Fornet conta que, recentemente, ao revisar a correspondência entre Haydee Santamaría e Mario Vargas Llosa — quando o escritor mantinha uma relação próxima com Cuba — encontrou uma carta datada de 1964. Nela, Haydee convidava o peruano vencedor do Nobel de Literatura a fazer parte do júri do Prêmio Literário Casa das Américas. Vargas Llosa aceitou o convite e viajou a Cuba em janeiro de 1965 para cumprir esse papel.
“O único que pedimos é que escolha a melhor obra, a melhor literariamente falando”, escrevia Haydee. Fornet ressalta que essa era uma exigência que ela fazia a todos os convidados.
Santamaría tinha plena consciência da suspeita que poderia surgir entre os intelectuais estrangeiros convocados. Era natural que se perguntassem se deveriam premiar uma obra alinhada com a Revolução, que expressasse certos conteúdos políticos ou ideológicos. Mas Haydee, com lucidez, antecipava essas inquietações. “Ela cortava isso pela raiz”, diz Fornet.

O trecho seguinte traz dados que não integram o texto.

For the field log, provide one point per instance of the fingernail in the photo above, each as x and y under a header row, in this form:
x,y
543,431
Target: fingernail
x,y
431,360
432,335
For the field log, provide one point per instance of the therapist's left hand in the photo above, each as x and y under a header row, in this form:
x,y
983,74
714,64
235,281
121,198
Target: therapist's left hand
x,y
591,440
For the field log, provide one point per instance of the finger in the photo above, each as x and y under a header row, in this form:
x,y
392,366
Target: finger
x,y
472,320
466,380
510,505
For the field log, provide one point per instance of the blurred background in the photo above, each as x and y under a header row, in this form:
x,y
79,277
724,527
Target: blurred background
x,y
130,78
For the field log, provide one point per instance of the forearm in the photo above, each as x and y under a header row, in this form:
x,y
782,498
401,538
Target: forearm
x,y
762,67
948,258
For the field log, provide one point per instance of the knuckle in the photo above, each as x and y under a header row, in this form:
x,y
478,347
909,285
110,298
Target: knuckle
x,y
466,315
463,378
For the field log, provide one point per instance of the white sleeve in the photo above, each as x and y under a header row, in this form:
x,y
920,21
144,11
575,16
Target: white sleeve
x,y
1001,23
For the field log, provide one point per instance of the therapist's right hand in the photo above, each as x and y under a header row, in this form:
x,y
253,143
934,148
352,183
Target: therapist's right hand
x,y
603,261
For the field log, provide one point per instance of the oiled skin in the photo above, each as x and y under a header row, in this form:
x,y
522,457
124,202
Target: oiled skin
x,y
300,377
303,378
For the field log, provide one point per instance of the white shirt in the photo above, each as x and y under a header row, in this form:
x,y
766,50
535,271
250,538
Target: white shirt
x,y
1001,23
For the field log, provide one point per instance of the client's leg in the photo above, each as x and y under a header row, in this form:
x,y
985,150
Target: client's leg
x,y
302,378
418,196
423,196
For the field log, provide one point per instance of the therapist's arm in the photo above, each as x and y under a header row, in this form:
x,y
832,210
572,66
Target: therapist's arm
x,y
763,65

Compreendia — talvez melhor que ninguém — que a Casa não podia se reduzir a um aparelho limitado a repetir slogans. “Se fosse feita uma arte, digamos, por encomenda no pior dos sentidos: uma arte subjugada, sob a ideia de uma postura política prévia que a condicionasse. Simplesmente a Casa não teria feito sentido algum. Mas não só isso, provavelmente não teria sobrevivido todos esses anos.”
“Haydee era alheia a essa maneira de entender a cultura — afirma Fornet —, mas também de ver a política, de ver o mundo.” O que a distinguia era justamente seu repúdio a toda forma de instrumentalização da vida, da qual a arte é parte essencial.
Ao pensar na figura de Haydee Santamaría, Fornet não hesita em sublinhar seu caráter excepcional. Ele a descreve como uma personagem intensa, capaz de ser “arrasadora” quando necessário, dotada de uma “inteligência sobrenatural” e, ao mesmo tempo, de uma honestidade radical. Não buscava agradar nem fingia simpatia. Sua força não vinha da diplomacia ou do carisma complacente, mas de uma convicção profunda.
“Não se pode evitar recorrer a figuras como ela em momentos como os que estamos vivendo”, reflete. “O que ela faria hoje? Como enfrentaria os desafios atuais? Que decisões tomaria diante das tensões que marcam o presente?”
“Quando a gente recorre a essas pessoas, quando as lê, não está buscando só o que disseram sobre o passado, mas também o que têm a dizer sobre o presente”, ressalta.
Sob essa perspectiva, Haydee não é só uma figura histórica, mas uma presença viva. “Nesse sentido, Haydee é uma figura do presente”, afirma. Uma referência ativa, uma consciência à qual inevitavelmente voltamos “em busca de pistas para responder às perguntas que hoje nos fazemos”.